Metropolitalne Wyższe Seminarium Duchowne po raz kolejny zorganizowało rekolekcje pt. "Wznoszę swe oczy ku górom" (Ps 121) dla ewentualnych kandydatów do seminarium. Czterech mężczyzn szukało podczas wędrówek po tatrzańskich szczytach odpowiedzi na pytanie o dalszą życiową drogę.
Wszystkie najważniejsze wydarzenia historii zbawienia miały miejsce w górach, dlatego tam szukamy obecności Pana Boga - mówi ks. Marcin Werczyński, prefekt MWSD i organizator obozu powołaniowego. Podkreśla, że wysiłek związany ze zdobywanie mniejszych lub większych szczytów pozwala odkrywać również swoje wnętrze.
- Oczywiście wybieraliśmy szlaki w zależności od naszych fizycznych możliwości, ale w sensie rozważań każdego dnia towarzyszyła nam inna góra biblijna - zaznacza.
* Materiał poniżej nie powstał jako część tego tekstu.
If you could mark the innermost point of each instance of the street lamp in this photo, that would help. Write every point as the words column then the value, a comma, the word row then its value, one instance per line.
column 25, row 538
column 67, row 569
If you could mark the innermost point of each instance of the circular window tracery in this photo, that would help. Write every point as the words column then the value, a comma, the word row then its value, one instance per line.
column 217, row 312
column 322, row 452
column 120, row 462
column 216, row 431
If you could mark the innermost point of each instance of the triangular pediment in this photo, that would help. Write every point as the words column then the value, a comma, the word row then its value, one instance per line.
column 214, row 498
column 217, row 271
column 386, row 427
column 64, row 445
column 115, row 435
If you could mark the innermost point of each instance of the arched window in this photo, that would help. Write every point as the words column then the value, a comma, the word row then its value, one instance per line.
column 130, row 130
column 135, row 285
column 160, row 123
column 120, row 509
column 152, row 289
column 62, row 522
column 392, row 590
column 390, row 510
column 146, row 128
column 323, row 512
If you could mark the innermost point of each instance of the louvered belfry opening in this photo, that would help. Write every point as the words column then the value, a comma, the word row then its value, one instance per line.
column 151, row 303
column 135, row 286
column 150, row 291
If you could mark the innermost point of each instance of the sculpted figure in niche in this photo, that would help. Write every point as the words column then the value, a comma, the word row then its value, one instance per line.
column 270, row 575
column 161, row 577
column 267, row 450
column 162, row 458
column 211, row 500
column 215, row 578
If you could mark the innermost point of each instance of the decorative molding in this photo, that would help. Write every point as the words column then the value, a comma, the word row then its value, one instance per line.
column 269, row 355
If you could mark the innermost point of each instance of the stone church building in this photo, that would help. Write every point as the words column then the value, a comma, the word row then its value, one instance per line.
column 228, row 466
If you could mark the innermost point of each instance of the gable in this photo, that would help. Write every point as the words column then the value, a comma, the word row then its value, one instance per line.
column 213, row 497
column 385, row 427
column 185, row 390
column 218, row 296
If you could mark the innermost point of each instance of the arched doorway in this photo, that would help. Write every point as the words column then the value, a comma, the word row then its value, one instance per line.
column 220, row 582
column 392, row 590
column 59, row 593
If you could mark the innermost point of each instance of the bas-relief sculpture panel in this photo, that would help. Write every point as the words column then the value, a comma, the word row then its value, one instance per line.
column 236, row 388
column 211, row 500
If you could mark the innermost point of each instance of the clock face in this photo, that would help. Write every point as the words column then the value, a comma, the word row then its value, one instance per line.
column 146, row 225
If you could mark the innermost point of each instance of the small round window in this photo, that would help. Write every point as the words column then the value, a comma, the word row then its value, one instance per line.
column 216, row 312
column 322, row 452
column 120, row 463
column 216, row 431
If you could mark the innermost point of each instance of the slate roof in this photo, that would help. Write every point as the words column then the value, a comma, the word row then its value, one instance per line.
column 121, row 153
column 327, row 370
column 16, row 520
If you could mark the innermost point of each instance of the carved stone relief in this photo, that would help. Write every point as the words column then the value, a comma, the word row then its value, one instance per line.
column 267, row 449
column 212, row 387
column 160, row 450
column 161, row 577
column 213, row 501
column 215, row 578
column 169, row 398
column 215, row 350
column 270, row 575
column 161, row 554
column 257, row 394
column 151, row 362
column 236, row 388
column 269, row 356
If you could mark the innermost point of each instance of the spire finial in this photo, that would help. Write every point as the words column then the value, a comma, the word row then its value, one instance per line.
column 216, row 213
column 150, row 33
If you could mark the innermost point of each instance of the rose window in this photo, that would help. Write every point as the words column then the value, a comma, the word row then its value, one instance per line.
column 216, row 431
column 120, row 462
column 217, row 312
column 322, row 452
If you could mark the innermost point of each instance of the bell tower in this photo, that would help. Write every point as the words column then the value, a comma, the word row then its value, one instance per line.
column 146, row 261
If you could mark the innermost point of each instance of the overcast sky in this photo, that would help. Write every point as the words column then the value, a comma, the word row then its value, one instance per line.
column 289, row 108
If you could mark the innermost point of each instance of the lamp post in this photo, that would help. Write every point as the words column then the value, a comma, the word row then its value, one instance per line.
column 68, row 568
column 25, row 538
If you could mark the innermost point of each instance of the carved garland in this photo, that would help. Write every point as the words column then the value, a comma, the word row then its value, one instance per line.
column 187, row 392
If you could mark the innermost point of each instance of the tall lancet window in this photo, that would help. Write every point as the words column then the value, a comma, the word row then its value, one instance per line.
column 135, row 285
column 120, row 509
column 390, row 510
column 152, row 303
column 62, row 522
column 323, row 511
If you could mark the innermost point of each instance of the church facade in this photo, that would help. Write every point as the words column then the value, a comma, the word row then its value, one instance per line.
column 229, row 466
Najpierw była Góra Błogosławieństw, następnie Góra Ararat - góra oczekiwania Noego na to, aż opadną wody potopu, a w kolejnych dniach: góra w krainie Moria, czyli góra oczyszczenia serca Abrahama z przywiązania do Izaaka; Góra Synaj, czyli góra przymierza - Mojżesz odłącza się od Izraela, by nawiązać relację z Panem Bogiem; Góra Nebo - góra śmierci Mojżesza, z której widzi Ziemię Obiecaną, ale do niej nie wchodzi, oraz Góra Tabor - góra przemienienia.
Zobacz zdjęcia i czytaj dalej poniżej:
- Codziennie przeżywaliśmy Mszę św. i konferencję, która nawiązywała do kolejnych biblijnych gór oraz do wydarzeń dnia, a także adorację Najświętszego Sakramentu - dodaje ks. Marcin.
W obozie wzięło udział czterech mężczyzn chcących rozeznać swoje powołanie oraz dwóch kleryków MWSD. - Zainteresowanie może nie jest bardzo duże, ale nie chodzi o frekwencję. O tym, że jest to potrzebna inicjatywa świadczy skuteczność. Większość uczestników poprzednich edycji jest dziś w seminarium. Ci klerycy, którzy wzięli udział w tegorocznych rekolekcjach, to "dzieci" poprzednich obozów.
Patronem obozu powołaniowego był człowiek gór - bł. Pier Giorgio Frassati.